How to create an EXTERNAL Spark table from data in HDFS

10,871

To create a Spark External table you must specify the "path" option of the DataFrameWriter. Something like this:

df.write.
  option("path","hdfs://user/zeppelin/my_mytable").
  saveAsTable("my_table")

The problem though, is that it will empty your hdfs path hdfs://user/zeppelin/my_mytable eliminating your existing files and will cause an org.apache.spark.SparkException: Job aborted.. This looks like a bug in Spark API...

Anyway, the workaround to this (tested in Spark 2.3) is to create an external table but from a Spark DDL. If your table have many columns creating the DDL could be a hassle. Fortunately, starting from Spark 2.0, you could call the DDL SHOW CREATE TABLE to let spark do the hard work.

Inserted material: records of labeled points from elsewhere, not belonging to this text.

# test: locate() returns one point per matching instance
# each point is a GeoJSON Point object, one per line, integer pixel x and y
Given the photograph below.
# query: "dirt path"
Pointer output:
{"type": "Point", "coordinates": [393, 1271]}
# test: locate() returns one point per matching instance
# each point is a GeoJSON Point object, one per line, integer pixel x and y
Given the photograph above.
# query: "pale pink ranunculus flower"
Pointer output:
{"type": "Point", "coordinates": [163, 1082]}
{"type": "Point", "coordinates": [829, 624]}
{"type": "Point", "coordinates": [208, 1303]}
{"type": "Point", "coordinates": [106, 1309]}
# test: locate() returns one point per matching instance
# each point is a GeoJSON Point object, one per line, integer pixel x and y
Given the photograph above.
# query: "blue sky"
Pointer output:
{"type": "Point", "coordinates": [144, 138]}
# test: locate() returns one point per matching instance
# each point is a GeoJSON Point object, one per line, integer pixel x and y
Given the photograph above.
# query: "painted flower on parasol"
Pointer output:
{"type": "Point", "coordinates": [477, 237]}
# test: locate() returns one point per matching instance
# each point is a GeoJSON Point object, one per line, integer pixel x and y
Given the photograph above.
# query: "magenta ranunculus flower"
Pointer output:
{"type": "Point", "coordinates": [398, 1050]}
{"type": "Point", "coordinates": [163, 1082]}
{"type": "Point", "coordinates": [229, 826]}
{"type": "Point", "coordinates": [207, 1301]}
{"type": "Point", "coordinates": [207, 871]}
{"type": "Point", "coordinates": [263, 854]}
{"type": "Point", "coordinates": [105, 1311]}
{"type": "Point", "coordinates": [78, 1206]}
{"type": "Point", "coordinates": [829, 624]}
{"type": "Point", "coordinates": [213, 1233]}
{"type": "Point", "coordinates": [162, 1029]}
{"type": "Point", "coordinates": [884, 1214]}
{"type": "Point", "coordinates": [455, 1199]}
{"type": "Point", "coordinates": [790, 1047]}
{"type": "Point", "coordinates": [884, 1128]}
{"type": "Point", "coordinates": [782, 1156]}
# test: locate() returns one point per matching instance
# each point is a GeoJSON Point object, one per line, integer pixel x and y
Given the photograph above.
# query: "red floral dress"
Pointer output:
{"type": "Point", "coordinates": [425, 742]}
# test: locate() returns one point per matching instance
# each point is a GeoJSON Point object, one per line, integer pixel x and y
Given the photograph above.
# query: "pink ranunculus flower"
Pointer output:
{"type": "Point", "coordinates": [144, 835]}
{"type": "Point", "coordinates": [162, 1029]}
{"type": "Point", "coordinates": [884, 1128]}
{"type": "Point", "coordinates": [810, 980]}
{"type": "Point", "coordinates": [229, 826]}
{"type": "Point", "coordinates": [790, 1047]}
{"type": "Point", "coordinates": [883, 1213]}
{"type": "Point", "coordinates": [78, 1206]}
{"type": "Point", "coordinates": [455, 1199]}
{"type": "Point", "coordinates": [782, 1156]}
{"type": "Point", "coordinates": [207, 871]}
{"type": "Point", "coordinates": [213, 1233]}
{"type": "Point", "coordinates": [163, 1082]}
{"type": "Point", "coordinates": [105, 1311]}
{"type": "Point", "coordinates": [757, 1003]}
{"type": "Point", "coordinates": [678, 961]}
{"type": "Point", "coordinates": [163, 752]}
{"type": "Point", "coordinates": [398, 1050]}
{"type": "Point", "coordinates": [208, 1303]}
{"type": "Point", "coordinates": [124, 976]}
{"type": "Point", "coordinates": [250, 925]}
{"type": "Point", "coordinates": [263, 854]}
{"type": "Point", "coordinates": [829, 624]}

The problem is that you can actually run the SHOW CREATE TABLE in a persistent table.

If the table is pretty big, I recommend to get a sample of the table, persist it to another location, and then get the DDL. Something like this:

// Create a sample of the table 
val df = spark.read.parquet("hdfs://user/zeppelin/my_table")
df.limit(1).write.
    option("path", "/user/zeppelin/my_table_tmp").
    saveAsTable("my_table_tmp")

// Now get the DDL, do not truncate output
spark.sql("SHOW CREATE TABLE my_table_tmp").show(1, false)

You are going to get a DDL like:

CREATE TABLE `my_table_tmp` (`ID` INT, `Descr` STRING)
USING parquet
OPTIONS (
  `serialization.format` '1',
  path 'hdfs:///user/zeppelin/my_table_tmp')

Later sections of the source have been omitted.